I could see the fear in her face. I understood her prospect of leaving her family; her friends and her life, which scared her deeply. Even with all the trouble, she kept her uneasiness at bay and appeared fully energetic. She played sports, swam, went running in the early morning hours, greeted everyone with a charming hello, walked Leila regularly, took her to the vets and loved her more. Her inner voice didn’t help her in keeping up her faith and spirit. I heard her mom saying that she never complained in any of her chemotherapy sessions. I felt like asking “Didn’t that really hurt you?” or “You didn’t let out a cry!”
She never stopped walking and running – though each day, she fought back the exhaustion of her drug and radiation treatment, her walks grew shorter. She slept, woke, took up phone calls, visited the people she loved and never gave up reading till the end. The therapy exhausted her, bloated her and made her bald. The last day she complained of a heavy heart and that was the final sign that her cocktail treatment of chemicals and radiations didn’t help her. She suffered a terrible pain. She finally fell back to sleep, too tired to live. She breathed her last in her mother’s lap…

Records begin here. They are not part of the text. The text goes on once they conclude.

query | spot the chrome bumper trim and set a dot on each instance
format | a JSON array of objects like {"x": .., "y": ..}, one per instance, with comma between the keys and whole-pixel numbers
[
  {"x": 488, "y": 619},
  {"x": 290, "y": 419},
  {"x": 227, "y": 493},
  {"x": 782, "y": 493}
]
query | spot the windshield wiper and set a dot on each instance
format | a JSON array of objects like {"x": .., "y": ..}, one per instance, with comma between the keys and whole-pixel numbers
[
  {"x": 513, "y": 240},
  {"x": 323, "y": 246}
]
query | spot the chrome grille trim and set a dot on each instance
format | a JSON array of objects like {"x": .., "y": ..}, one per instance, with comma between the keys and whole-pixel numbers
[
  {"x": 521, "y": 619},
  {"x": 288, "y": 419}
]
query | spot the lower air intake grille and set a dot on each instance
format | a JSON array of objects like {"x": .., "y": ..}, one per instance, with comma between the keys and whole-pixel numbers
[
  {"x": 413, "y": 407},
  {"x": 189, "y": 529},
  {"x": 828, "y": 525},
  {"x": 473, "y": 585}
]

Hundreds of people rose to their feet, singing sadly to the music on November 8, the day of her Last Journey.
I walked back to her home. It looked like a deserted house with the sunlight streaming into the living room. I walked straight to her room. Leila followed me. The room appeared lively with pin-ups of her favorite personalities with whom she always lived. There was a photograph of her in a wedding gown. She had a great fascination for dresses. I remembered the words once she uttered to me in shyness. “I want you to be the ‘best man’ in my wedding!” Her table was covered with a stack of letters that she and her siblings wrote to Santa Claus. Her keyboard, her music-system, her PC sat idle. Except for her Bible all her books were set aside.

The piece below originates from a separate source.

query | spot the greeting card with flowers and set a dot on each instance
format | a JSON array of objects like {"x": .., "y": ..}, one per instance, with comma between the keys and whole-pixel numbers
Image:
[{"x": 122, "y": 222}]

I walked out to the patio, sat on the ground. Leila came and sat between my legs, licked my face. I hugged her and kissed her head with tears in my eyes.
Life was good with her on a summer porch, endless days filled with sun rays, daydreams, books, music, movies, butterflies and bottomless pitchers of lemon juice. I could never forget the beautiful rendezvous we had, the warm friendship we shared and her twinkling dimple smile. The melody of her voice will echo across oceans and continents traveling through air straight to the hearts of people who knew her well. Let her smile speak merrily to the glow of a million pearls.
I wonder why God chose her for this. I know the drive back to my life will be an endless journey of hurting thoughts and emotions.
I stood there. I didn’t cry because I couldn’t cry. Suddenly all these strange feelings left and my face delighted at seeing Her. She smiled at me and we walked, talking to each other in thoughts….
P.S: To the one who taught me the healing nature of words and the never-tiring attitude of love. Turning twenty six today, No matter where you’re. You are alive in each of us, as Morrie tells, “Death ends a life, not relationships.”